Ask any organic food aficionado where they shop, and the answer will probably be one of two specialty stores: Trader Joe’s or Whole Foods.
While both markets have their own following, there’s another non food-related angle to the Whole Foods versus Trader Joe’s battle, reports Business Insider. The debate over which store has better products or lowest prices now involves which is better to live nearby.
RealtyTrac took a look at the property taxes, home values, and appreciation in US neighborhoods with a Trader Joe’s or a Whole Foods in the area to determine a winner.
“What we found is that homeowners near a Trader Joe’s have experienced better home value appreciation since their purchase, but also pay higher property taxes on average,” reports the analysts.
What we found is that homeowners near a Trader Joe’s have experienced better home value appreciation since their purchase, but also pay higher property taxes on average.
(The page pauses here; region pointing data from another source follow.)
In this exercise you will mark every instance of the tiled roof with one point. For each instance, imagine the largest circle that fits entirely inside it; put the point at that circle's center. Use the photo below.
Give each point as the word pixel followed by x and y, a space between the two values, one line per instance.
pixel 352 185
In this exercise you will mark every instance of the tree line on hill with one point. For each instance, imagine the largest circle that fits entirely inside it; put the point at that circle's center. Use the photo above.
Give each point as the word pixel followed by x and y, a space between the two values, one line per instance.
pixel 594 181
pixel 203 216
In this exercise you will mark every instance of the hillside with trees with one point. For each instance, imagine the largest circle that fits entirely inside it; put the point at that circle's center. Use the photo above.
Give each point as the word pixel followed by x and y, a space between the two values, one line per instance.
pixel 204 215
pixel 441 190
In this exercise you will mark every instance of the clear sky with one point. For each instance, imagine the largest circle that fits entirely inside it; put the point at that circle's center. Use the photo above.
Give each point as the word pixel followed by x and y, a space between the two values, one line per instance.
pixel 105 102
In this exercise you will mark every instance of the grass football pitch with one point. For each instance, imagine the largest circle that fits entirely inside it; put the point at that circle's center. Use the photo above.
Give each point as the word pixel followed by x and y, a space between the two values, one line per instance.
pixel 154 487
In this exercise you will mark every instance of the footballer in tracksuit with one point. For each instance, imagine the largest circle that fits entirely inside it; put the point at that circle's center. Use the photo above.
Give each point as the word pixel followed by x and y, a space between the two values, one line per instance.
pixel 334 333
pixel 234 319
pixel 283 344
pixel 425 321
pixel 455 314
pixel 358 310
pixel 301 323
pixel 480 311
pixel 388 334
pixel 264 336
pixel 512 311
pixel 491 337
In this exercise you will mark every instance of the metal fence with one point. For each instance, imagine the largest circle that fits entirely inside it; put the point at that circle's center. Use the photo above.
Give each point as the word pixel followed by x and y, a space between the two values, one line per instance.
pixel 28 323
According to KGW of Portland, homeowners near a Trader Joe’s have seen an average 40 percent increase in their home value, compared to 34 percent appreciation for homeowners near a Whole Foods.
Houses near Trader Joe’s tend to have a higher value on average. RealtyTrac reports that average home value near the store is $592, 339, 5 percent higher than the $561,840 average value for homes near a Whole Foods.
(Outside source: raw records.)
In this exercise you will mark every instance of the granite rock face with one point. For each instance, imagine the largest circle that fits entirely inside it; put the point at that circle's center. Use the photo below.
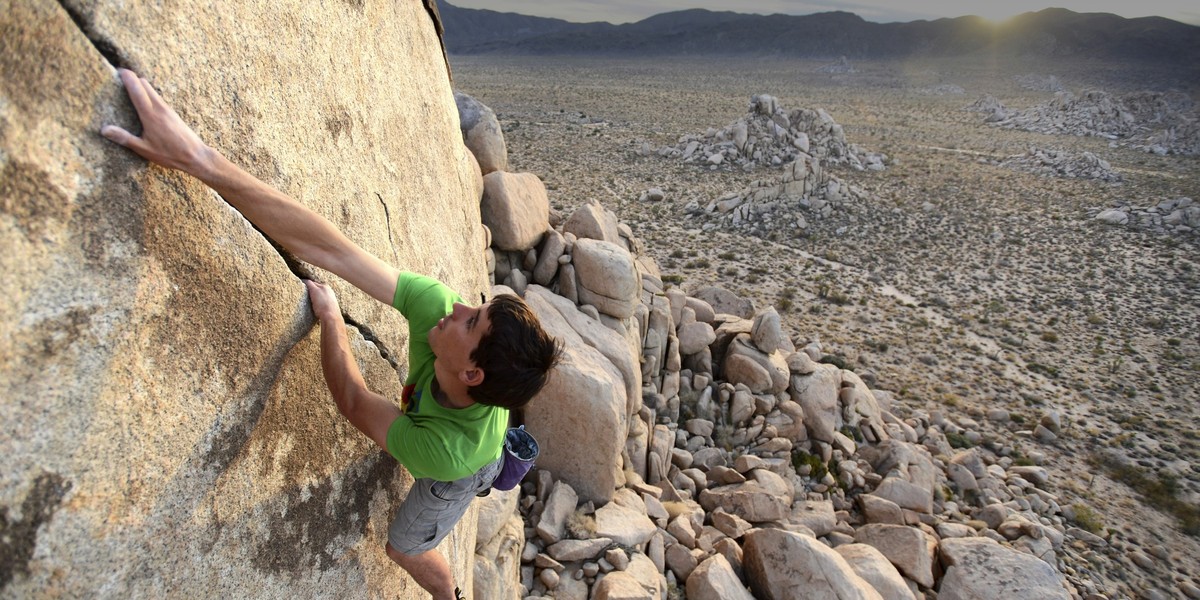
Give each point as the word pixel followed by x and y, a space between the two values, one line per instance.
pixel 167 426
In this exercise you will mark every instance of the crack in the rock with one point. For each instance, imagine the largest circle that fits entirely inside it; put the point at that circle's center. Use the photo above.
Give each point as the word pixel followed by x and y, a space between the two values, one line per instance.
pixel 387 216
pixel 370 336
pixel 105 47
pixel 301 270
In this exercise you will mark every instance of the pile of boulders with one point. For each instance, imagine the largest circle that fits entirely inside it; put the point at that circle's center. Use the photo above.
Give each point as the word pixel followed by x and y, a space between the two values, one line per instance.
pixel 1174 216
pixel 1159 123
pixel 804 191
pixel 772 136
pixel 1061 163
pixel 840 66
pixel 1039 83
pixel 693 447
pixel 943 89
pixel 990 107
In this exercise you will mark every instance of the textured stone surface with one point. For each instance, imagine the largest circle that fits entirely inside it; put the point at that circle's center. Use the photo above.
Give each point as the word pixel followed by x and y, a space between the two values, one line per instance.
pixel 981 569
pixel 516 209
pixel 583 405
pixel 715 580
pixel 481 133
pixel 783 565
pixel 154 333
pixel 607 277
pixel 871 565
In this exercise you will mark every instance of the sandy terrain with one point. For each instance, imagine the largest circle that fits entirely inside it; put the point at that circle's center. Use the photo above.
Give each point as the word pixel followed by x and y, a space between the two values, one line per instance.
pixel 961 286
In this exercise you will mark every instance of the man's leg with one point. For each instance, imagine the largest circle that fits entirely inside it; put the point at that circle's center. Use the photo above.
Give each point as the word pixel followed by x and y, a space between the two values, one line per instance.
pixel 429 569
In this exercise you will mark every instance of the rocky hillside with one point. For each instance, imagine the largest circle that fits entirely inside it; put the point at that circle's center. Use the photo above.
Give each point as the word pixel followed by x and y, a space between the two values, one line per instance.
pixel 694 448
pixel 166 426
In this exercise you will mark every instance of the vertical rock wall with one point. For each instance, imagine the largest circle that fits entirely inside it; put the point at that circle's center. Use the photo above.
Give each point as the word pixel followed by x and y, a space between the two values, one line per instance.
pixel 166 426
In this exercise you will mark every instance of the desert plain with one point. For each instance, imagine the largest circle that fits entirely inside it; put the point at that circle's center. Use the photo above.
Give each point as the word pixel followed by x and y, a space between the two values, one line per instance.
pixel 964 283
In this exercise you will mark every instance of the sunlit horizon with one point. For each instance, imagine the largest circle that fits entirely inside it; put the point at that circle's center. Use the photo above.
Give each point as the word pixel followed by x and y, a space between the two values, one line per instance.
pixel 879 11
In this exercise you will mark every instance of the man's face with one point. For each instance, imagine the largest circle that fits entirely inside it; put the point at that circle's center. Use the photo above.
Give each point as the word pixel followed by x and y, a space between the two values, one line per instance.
pixel 454 339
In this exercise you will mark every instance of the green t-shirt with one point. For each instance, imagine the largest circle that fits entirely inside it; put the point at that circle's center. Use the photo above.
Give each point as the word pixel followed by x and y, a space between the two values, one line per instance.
pixel 430 439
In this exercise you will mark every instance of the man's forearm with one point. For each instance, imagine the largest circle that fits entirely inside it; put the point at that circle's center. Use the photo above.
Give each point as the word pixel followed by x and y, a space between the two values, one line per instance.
pixel 337 363
pixel 298 228
pixel 166 139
However, the average property taxes homeowners near a Trader Joe’s pay annually is a whopping $8,536 compared to the $5,382 average paid by homeowners near a Whole Foods.
While Whole Foods appears to have lost the neighborhood challenge, the organic market is fighting an entirely different battle.
Last week, a class action lawsuit was filed against the company in a federal court in Austin by a shareholder who alleges that Whole Foods executives “made false and misleading statements about its business operations and failed to disclose that it was overcharging customers in a timely fashion,” according to CNN.
Whole Foods has responded to the complaint by saying it is “baseless and without merit,” and states that the company is committed to its “100 percent pricing accuracy guarantee.”
Nevertheless, the damage has already been done. Since the company reported low sales in late June – following a statement from the New York City Department of Consumer Affairs that Whole Foods was overstating the price of pre-weighted packages – stock has fallen another 5 percent.
Trader Joe’s is not without its problems, either. Back in March, the store had to recall their raw walnuts after the FDA detected salmonella in the nuts.